I've greatly deliberated over whether to say something about this post and its reblogs, for it would be out of place and go against the purpose I have for this blog. This is neither about schizoid pd nor about some other mental health related observations, but a contribution to discourse I prefer to avoid.
But I would just like to make things clear to people who harbor some misconceptions about this genre.
Body horror is a subgenre of horror characterized by the violation of the human body typically represented by transformation, mutilation, or some other loss of autonomy represented by the body. The stories that use body horror as a theme or genre typically relate to a personal sense of identity as it connects to one's own body.
I see many people in the reblogs describing their gripes with body horror as "spooky person in a film characterized by spooky either by having a deformity or not acting right", which is typically represented in horror movie villains, which aren't classified as body horror.
Body horror is meant to focus on the personal experience of an individual as their body is warped beyond recognition and the horror that is experienced from that. Not based on how other people react to it, even though that's bound to happen, it's not the core theme.
Disabled people might even resonate more with body horror, should they have the correct conception of what it actually is. Loss of autonomy, lack of ability to perform things you know you should be able to do, your body doing things you don't want it to. Like for instance, the chestburster in the original Alien was partially conceptualized as a metaphor for crohn's disease.

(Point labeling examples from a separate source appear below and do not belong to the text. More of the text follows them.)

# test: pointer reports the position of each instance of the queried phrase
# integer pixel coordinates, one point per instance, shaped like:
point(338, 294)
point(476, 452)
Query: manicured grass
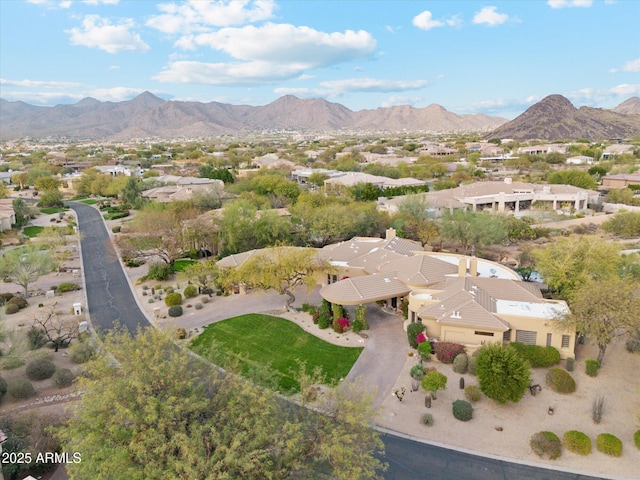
point(32, 231)
point(256, 340)
point(180, 265)
point(52, 210)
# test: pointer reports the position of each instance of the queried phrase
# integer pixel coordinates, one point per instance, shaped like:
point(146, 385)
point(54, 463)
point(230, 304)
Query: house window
point(525, 336)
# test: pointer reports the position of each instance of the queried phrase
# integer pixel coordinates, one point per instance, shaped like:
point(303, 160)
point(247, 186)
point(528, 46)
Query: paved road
point(109, 296)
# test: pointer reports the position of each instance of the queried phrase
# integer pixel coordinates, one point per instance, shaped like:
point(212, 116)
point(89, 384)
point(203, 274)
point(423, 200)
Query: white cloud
point(569, 3)
point(97, 32)
point(200, 16)
point(425, 21)
point(490, 17)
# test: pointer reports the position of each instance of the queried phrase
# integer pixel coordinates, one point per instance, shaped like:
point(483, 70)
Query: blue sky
point(493, 57)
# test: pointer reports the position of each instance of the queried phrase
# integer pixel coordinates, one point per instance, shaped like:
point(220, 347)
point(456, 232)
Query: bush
point(447, 351)
point(81, 352)
point(11, 308)
point(427, 419)
point(471, 365)
point(546, 445)
point(413, 329)
point(20, 388)
point(63, 378)
point(462, 410)
point(560, 380)
point(536, 355)
point(609, 444)
point(460, 363)
point(190, 291)
point(68, 287)
point(173, 299)
point(159, 271)
point(40, 369)
point(21, 302)
point(472, 393)
point(577, 442)
point(592, 366)
point(417, 372)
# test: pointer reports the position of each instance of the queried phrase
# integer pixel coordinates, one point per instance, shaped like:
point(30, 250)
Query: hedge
point(577, 442)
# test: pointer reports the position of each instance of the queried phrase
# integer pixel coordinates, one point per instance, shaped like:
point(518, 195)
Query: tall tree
point(25, 265)
point(161, 414)
point(603, 310)
point(281, 269)
point(502, 374)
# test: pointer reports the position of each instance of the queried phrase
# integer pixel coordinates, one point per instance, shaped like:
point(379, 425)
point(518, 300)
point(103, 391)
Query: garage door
point(526, 337)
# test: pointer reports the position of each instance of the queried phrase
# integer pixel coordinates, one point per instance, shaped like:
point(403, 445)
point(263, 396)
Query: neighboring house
point(501, 197)
point(7, 214)
point(621, 180)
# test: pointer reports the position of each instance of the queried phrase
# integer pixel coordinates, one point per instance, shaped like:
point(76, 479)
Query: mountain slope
point(555, 118)
point(150, 116)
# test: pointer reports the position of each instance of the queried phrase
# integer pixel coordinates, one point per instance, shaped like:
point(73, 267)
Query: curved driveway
point(111, 301)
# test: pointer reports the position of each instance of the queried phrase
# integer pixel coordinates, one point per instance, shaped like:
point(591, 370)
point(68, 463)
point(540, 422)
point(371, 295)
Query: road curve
point(110, 300)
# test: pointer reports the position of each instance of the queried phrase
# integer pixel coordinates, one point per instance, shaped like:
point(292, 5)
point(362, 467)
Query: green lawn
point(180, 265)
point(258, 340)
point(32, 231)
point(49, 211)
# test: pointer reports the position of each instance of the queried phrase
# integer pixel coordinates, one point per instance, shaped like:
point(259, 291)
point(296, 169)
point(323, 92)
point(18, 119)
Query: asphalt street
point(109, 296)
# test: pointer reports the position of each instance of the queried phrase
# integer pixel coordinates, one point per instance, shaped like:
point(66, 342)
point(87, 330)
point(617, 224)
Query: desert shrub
point(11, 308)
point(472, 393)
point(460, 363)
point(471, 365)
point(68, 287)
point(413, 329)
point(40, 369)
point(592, 366)
point(632, 345)
point(427, 419)
point(340, 325)
point(81, 352)
point(190, 291)
point(417, 372)
point(63, 378)
point(577, 442)
point(159, 271)
point(560, 380)
point(462, 410)
point(447, 351)
point(609, 444)
point(173, 299)
point(546, 445)
point(20, 388)
point(536, 355)
point(424, 349)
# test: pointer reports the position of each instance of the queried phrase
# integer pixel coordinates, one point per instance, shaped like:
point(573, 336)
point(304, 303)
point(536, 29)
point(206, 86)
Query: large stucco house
point(458, 298)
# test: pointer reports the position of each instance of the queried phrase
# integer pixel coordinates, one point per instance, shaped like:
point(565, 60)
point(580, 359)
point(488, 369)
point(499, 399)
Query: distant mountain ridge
point(149, 116)
point(555, 118)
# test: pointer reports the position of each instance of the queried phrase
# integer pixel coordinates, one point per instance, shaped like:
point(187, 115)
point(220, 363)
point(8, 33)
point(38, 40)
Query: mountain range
point(147, 116)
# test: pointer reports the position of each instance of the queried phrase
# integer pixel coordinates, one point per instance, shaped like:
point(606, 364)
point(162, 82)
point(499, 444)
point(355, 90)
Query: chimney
point(462, 268)
point(473, 267)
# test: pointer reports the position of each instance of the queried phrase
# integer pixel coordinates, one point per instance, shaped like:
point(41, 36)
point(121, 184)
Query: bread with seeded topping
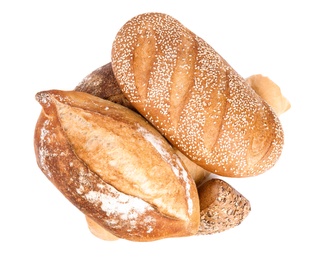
point(194, 98)
point(97, 152)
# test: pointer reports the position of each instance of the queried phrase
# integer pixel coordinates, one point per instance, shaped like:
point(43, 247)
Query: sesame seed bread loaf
point(97, 152)
point(102, 83)
point(195, 99)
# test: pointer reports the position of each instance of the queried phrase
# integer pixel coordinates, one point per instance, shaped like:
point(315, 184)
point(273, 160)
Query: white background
point(55, 44)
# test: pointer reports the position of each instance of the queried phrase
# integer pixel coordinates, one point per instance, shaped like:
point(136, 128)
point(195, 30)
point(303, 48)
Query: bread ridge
point(194, 97)
point(124, 215)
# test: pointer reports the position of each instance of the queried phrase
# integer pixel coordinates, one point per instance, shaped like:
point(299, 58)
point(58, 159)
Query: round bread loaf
point(204, 108)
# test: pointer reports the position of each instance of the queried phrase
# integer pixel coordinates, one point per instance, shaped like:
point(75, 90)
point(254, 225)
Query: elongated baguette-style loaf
point(102, 83)
point(195, 99)
point(97, 153)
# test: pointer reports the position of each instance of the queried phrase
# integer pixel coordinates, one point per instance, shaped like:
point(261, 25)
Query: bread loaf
point(222, 207)
point(97, 152)
point(204, 108)
point(102, 83)
point(270, 92)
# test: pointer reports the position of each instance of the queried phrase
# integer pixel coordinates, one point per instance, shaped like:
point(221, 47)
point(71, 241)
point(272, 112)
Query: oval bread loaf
point(97, 154)
point(195, 99)
point(102, 83)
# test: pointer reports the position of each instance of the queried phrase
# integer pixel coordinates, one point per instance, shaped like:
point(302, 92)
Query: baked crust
point(97, 154)
point(195, 99)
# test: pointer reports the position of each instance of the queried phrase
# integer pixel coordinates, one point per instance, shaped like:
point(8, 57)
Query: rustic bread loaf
point(97, 152)
point(101, 82)
point(204, 108)
point(222, 207)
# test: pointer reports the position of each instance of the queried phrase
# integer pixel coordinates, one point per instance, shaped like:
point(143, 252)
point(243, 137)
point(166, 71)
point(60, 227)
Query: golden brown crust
point(102, 83)
point(107, 173)
point(194, 98)
point(221, 206)
point(98, 231)
point(270, 92)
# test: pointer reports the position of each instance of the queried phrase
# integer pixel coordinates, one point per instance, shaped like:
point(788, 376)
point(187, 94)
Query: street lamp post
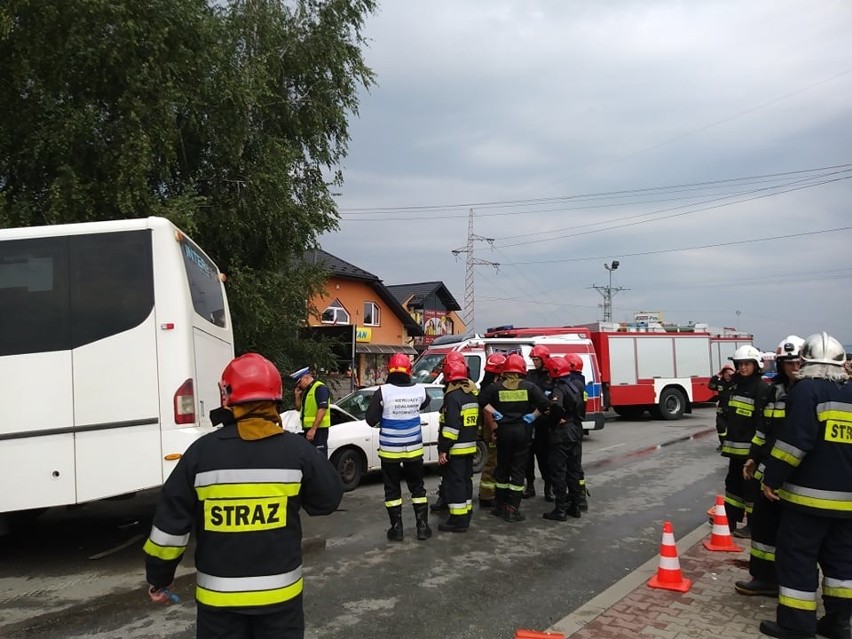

Body horror genre films, books, tv, etc., are generally meant to be a contained personal story about grappling with your own potential loss of humanity or control over your body, whether your identity is even still intact.
This can look different from story to story, like Alien (1979), to The Thing (1982), to The Fly (1986), or even more modern films like Ginger Snaps (2000) and The Substance (2024). Depending on the themes and metaphors, the use of body horror will look different.
I was intubated during surgery. I wasn't conscious for the intubation, but when I came out of anesthesia, I had a sore throat. I wasn't horrified, but that is particularly interesting to me. Something like that could be used in a body horror story: the idea that our bodies remember things we weren't conscious for, even if they weren't harmful.
So disability in body horror isn't about "ugh look at how unnatural this looks on this person, they don't even look human", but more about how it feels from the individual's perspective. When you recognize the former in a film or story, it likely isn't from a true body horror perspective.
This is all. I'm not going to argue or respond to potential arguments.